In response to workers’ anger over NSW Labor leader Chris Minns’ repeated denunciations of rail stoppages, RTBU NSW Secretary Alex Claassens has been forced to make limited criticisms of Labor, including admitting they were on a “unity ticket” with the Liberal-Nationals on the question of rail workers. Nevertheless, the RTBU continues to promote Labor, with Claassens declaring earlier this month he was “determined to get rid of a Perrottet rotten government.” Claassens is himself a prominent Labor Party member.

The truth is that Labor, at both the state and federal level, is preparing to deepen the assault on the working class. Federal Treasurer Jim Chalmers is now warning that workers face another two years of cuts to real wages, as part of the “tough medicine” he previously prescribed.

The Opal machine plan was pushed by the RTBU on the basis of a fraudulent conception that rail workers could only win support from the travelling public by allowing them to ride for free. In addition to a barrage of hysterical verbal attacks from the government, rail workers have faced a campaign by the corporate media to whip up an atmosphere of anger from passengers inconvenienced by sporadic industrial action. The RTBU has played along completely, attempting to drum into workers the notion that the “public” opposes their struggle.

In reality, there is broad support among public transport users for the rail workers’ fight for passenger safety, job security and against cuts to real wages. The entire working class confronts an assault as governments and big business seek to impose further austerity amid soaring inflation and a breakdown of the global financial system.

In the public transport sector, as in other vital areas including health and education, the escalating crisis will only accelerate the already relentless agenda of cost cutting and privatisation. The unions stand ready to enforce every demand of governments and big business, just as they have done in one restructure after another over decades.

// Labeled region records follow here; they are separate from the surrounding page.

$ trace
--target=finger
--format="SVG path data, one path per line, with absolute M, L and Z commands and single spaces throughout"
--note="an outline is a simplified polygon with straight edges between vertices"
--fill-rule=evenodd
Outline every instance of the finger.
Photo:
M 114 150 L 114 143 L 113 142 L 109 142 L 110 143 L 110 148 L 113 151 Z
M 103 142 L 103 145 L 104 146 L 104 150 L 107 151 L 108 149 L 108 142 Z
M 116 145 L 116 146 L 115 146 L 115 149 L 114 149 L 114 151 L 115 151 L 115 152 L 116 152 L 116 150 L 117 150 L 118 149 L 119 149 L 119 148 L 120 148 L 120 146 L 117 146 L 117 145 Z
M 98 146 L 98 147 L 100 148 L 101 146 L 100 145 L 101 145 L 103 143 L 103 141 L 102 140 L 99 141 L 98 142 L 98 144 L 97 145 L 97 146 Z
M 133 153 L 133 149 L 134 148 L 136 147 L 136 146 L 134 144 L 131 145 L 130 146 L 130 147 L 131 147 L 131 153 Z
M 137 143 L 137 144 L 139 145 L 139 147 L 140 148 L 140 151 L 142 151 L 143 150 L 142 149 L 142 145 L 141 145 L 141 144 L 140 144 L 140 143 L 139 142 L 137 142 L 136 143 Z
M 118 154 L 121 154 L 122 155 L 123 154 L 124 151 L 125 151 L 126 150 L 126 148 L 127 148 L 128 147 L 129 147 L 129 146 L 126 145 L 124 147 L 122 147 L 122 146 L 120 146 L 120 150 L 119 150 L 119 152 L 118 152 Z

To defeat this onslaught, what is required is not another public relations stunt dressed up as industrial action, but a fight to mount a unified counter-offensive against the deepening attacks on working-class jobs, pay, conditions and social rights. To carry this out, workers will need to build new organisations of struggle, rank-and-file committees, completely independent of the unions.

Above all, what is required is a fight for a socialist perspective, to end the subordination of the needs of workers to the demands of the wealthy elite. To stop the relentless privatisation drive, workers must fight to place critical public services, including railways, hospitals and schools, as well as the major corporations and banks, under full public ownership and democratic workers’ control as part of a broader struggle to reorganise society to meet social need, not private profit.